僕がそこで聞いた人の言葉は、撤退、だの、用は済んだ、だの、そんなことだったような気がする。
その後しばらくして、誰かが僕を抱き起こしてくれたんだと思う。
僕の名を呼ぶその声に、一瞬だけ、僕は意識を取り戻した。
そしてうっすらと目を開き、即座に閉じることになった。
目の前に広がっていたのは赤い色。あの人の鎧の色だ。でもその時はそれだけじゃなかった。
あの人の血の色。夥しいほどの血が草地を染めていた。
そして、横になって倒れていたその身体には首が無かった。
僕は再び昏倒した。
意識を失う間際ちらりとだけ、鎧の向こう側で呆然と立ち尽くしている、あの人と同じ赤い色の服を来た人の姿が目に入った。
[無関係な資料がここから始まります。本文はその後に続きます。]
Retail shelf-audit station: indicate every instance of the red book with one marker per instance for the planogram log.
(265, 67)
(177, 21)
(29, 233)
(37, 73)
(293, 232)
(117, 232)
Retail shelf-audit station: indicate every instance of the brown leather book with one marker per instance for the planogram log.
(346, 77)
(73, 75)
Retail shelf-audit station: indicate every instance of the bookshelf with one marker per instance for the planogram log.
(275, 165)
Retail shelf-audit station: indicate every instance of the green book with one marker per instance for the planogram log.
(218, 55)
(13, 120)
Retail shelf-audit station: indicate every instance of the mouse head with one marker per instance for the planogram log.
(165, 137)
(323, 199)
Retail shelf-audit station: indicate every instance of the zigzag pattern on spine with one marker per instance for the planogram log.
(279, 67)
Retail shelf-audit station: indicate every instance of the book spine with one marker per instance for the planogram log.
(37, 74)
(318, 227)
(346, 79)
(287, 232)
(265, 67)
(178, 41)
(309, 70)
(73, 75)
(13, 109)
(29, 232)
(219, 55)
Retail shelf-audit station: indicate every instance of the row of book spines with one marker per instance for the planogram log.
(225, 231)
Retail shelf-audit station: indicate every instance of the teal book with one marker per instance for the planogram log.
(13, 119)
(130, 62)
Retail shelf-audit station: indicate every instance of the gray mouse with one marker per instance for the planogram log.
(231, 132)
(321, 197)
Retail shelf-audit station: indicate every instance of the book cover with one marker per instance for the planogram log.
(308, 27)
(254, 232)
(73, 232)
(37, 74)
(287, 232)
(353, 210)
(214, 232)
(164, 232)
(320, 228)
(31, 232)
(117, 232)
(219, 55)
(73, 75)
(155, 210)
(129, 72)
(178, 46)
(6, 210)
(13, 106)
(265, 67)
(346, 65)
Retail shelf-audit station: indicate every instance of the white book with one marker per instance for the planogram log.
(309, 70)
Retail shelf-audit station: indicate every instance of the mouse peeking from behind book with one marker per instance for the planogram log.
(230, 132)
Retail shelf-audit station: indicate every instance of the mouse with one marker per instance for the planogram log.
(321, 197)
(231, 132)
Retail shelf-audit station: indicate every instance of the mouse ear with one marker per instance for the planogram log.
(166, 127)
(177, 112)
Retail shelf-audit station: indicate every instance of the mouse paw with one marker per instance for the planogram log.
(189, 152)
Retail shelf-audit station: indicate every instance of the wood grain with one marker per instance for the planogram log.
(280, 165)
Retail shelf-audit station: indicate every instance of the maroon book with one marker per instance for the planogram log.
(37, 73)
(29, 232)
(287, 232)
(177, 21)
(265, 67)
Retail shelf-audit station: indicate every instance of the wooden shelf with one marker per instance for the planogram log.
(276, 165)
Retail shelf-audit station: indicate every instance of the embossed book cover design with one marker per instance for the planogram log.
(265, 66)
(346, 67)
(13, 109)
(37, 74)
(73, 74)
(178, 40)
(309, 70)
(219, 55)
次に目が覚めた時、どこにいるのかわからなかった。目の焦点が合っていないようだ。
身体が岩のように重かった。頭にも鈍い痛みを感じる。
一度目を閉じて再度開くと、今度は少しはましになった。
見慣れない天井が見えた。辺りを見回したが明らかにここはアリステルの病院ではなかった。
柔かな日差しが入り込み、暖かい室内。ここはどこなのだろう。
と、仕切りのカーテンが揺れ、隙間からひょっこりと顔を出した女性とばっちり目が合った。
「キール!」
レイニーさんは目を輝かせて、早足で寝台に駆け寄って来た。
「良かった、気がついたんだね!」
それから数回僕に言葉を掛けた後部屋を出て行き、またソニアさんとマルコさんを連れて戻ってきた。
「キール君、調子はどうですか」
「…………」
「とりあえずここは安全ですから、ゆっくり治してくださいね」
そう言って優しく微笑むソニアさんの雰囲気は今までと何ら変わらないように思えたが、前よりも顔がほっそりして見えた。
それからレイニーさんとマルコさんは、ここがどこなのかをざっと説明してくれた。
ここはサテュロス族の国、セレスティア。縁あって匿ってくれているらしい。
出入口に結界が張られていて、サテュロス族と一緒じゃないと人間は出入りも自由にできないらしい。
そこまでの話を聞いて、僕は少し咳き込んだ。少しだけ身体に響く。
マルコさんは慌てながら、ちょっといっぺんに話しすぎちゃったかな、と気遣ってくれた。
「じゃあとりあえず僕たちは行くね。村長さんに呼ばれてるんだ」
「ゆっくり休むんだよ!これからのことは後で考えればいいんだから」
「はい」
「じゃあソニアさん、あたしたちはこれで。すいませんが後はよろしくお願いします。ソニアさんも…あまり無理なさらないでくださいね」
「えぇ、ありがとうございます」
そうして二人は慌ただしく部屋を出て行った。
今度はソニアさんが僕の怪我の状態を説明してくれた。僕は重い怪我を負っていたものの回復傾向で、ここセレスティアでは尚更傷の治り早くなっているとのこと。すぐに歩けるようになるだろうと。
説明が終わると、何かあったら呼んで下さいねと言って、ソニアさんも部屋を出て行った。
きっと気を使ってくれたのだ。
レイニーさんとマルコさんからあの後の話を僕は聞かなかった。ソニアさんも口にしなかった。
そう思った途端、身体が震えてきた。
無理やりにでもゆっくりと深呼吸して、時間をかけて落ち着かせた。
ソニアさんは強い人だなと思った。
この僕に対してさえも以前と同じように振舞おうとするその姿勢を、本当に強いと思った。
とても真似できそうにない。
僕よりもあの人に対して強い想いを持っていたソニアさんはこんなにも気丈なのに、僕の方といえば。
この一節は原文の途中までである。